According to Henry Louis Gates Jr., who worked with Steve McQueen on the historical consultation for 12 Years a Slave, only about 200 accounts of slavery were published between 1760 and present day by fugitive slaves. The fact that only two of them - Solomon Northup's 12 Years a Slave and Alex Haley's Roots: The Saga of an American Family - managed to attract popular attention and enter mainstream media may be somewhat dismaying for such a monumental and abominable chapter in the world's history. After all, Spielberg's Amistad (1997) and Lincoln (2012) are essentially 'white' accounts of slavery, Tarantino's Django Unchained (2012) is in no way based on a true story, and Gone with the Wind (1939) merely propelled existing stereotypes.

What is striking is that these two mainstream productions - and no others - keep coming back to television and cinemas.
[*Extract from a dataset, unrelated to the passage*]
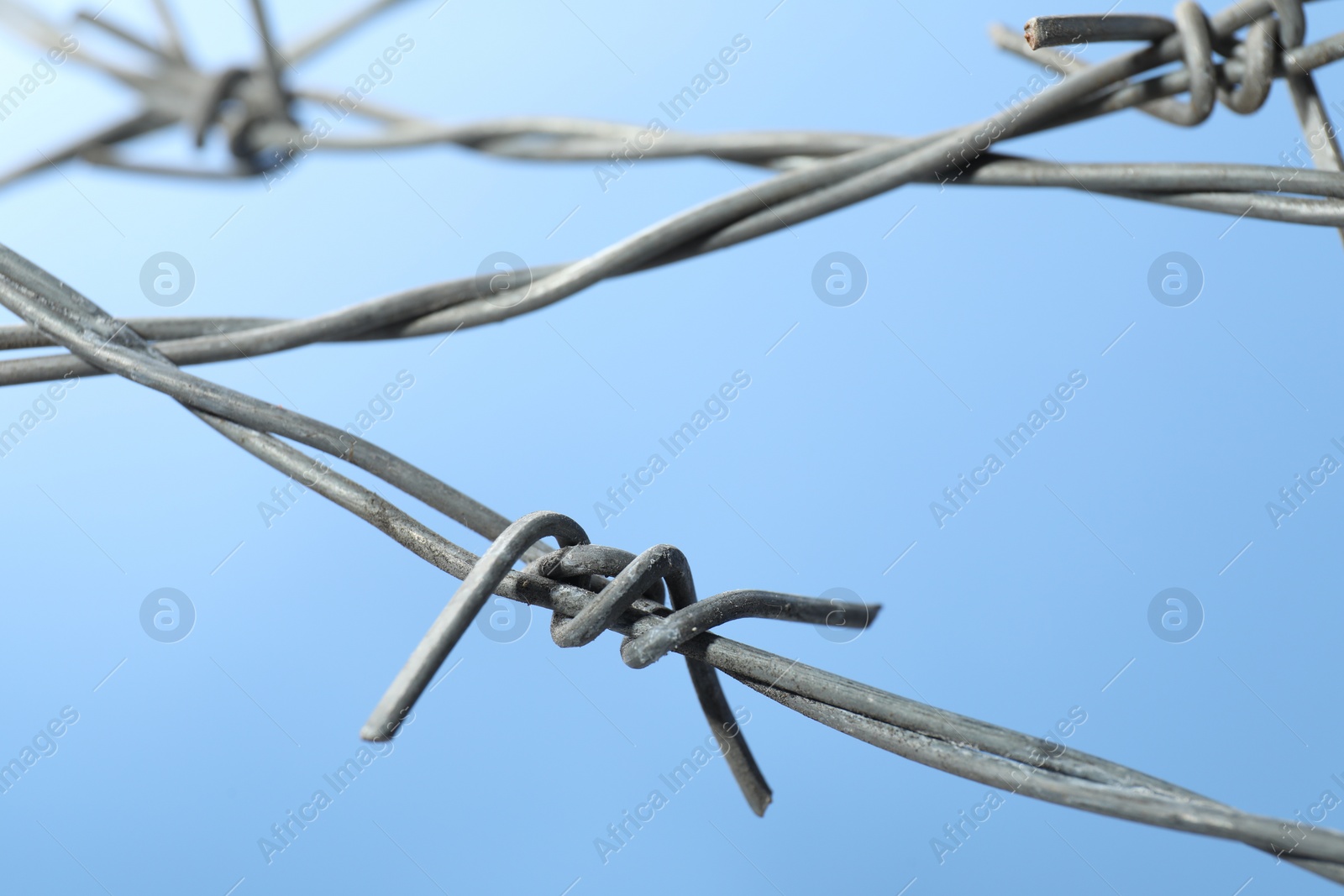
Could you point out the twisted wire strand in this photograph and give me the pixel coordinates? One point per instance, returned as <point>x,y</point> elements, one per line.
<point>944,741</point>
<point>591,589</point>
<point>840,170</point>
Even Steve McQueen's highly lauded 12 Years a Slave is far from original; the first autobiographical film based on Northup's book and story aired on PBS exactly thirty years ago, in 1984, making McQueen's film a remake of a remake. Even Roots is getting its re-remake; rumour has it that History have bought the rights to recreate the legendary series. It would seem, then, that this is indeed all there is.
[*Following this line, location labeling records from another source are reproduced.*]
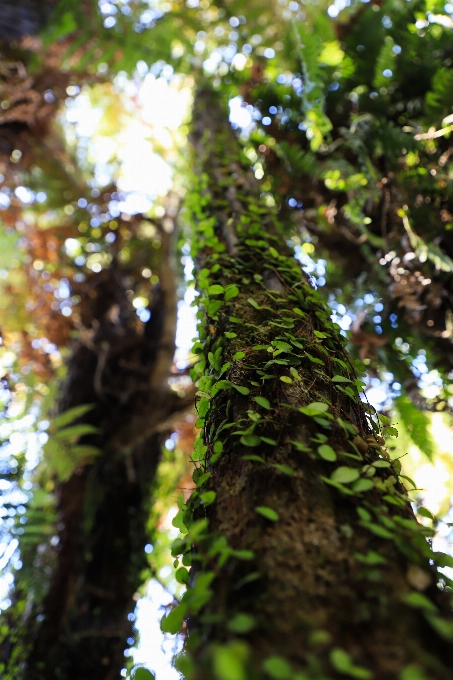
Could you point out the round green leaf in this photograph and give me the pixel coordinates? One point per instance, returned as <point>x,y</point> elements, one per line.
<point>362,485</point>
<point>262,401</point>
<point>268,513</point>
<point>208,497</point>
<point>345,475</point>
<point>315,408</point>
<point>252,457</point>
<point>182,575</point>
<point>250,440</point>
<point>231,291</point>
<point>285,378</point>
<point>327,453</point>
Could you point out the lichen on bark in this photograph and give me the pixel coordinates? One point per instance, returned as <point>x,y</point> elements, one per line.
<point>307,560</point>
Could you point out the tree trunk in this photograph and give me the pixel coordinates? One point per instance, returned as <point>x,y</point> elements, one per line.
<point>307,559</point>
<point>120,366</point>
Strangely, then, the history of slavery as seen through slaves' eyes is, simultaneously, over- and underrepresented. Two pairs of eyes dominate the whole picture, and other stories, it seems, are nowhere to be found. Two books, and the two productions that accompany them, seem to form the crux of public opinion - and this, again, signals underrepresentation. Perhaps it is as LeVar Burton, the actor who played Kunta Kinte in Roots, suggested in a 2004 interview: 'unfortunately, the standard of excellence that was raised to such a phenomenal level by the writings of Alex Haley, the works of David Walper - that bar has now descended appreciably.'

But, actually, that's not all there is.

Although the screen may disappoint, literature promises a much more profound, comprehensive view of the issue - provided by the victims themselves. Northup's 12 Years a Slave is indeed a great, compelling read; Haley's Roots: The Saga of an American Family is too, but it's difficult to look at it the same way now that Haley himself had been - rightly - accused of plagiarism, despite having claimed that 12 years of rigorous research had gone into the text. But, importantly, apart from these two bestsellers, there is the lesser-known but no less touching Incidents in the Life of a Slave Girl, memoirs written by Harriet Jacobs; we have the Narrative of the Life of Frederick Douglass, an American Slave, an autobiographical account by Frederick Douglass; Narrative of Sojourner Truth, an inspiring story of slavery and liberation written by slave - and then free woman - Sojourner Truth; an ambitious series of interviews with over 2,000 former slaves entitled When I Was a Slave: Memoirs from the Slave Narrative Collection; the list goes on.

So, amidst all the attention-grabbing and tear-jerking scenes of bloodshed and brutality in McQueen's film, there may still be some room for a profound, empathetic connection with the actual protagonists of the tragedy. 12 Years a Slave may have rekindled an interest in the stories of America's slaves, and that is already a success.

Indeed, all these films and books accomplish a mission of their own, and paint a series of unique images of America's shameful past. Read and watched in unison, they offer a glimpse - still only a glimpse - into this past; but it is only in unison that they can achieve this.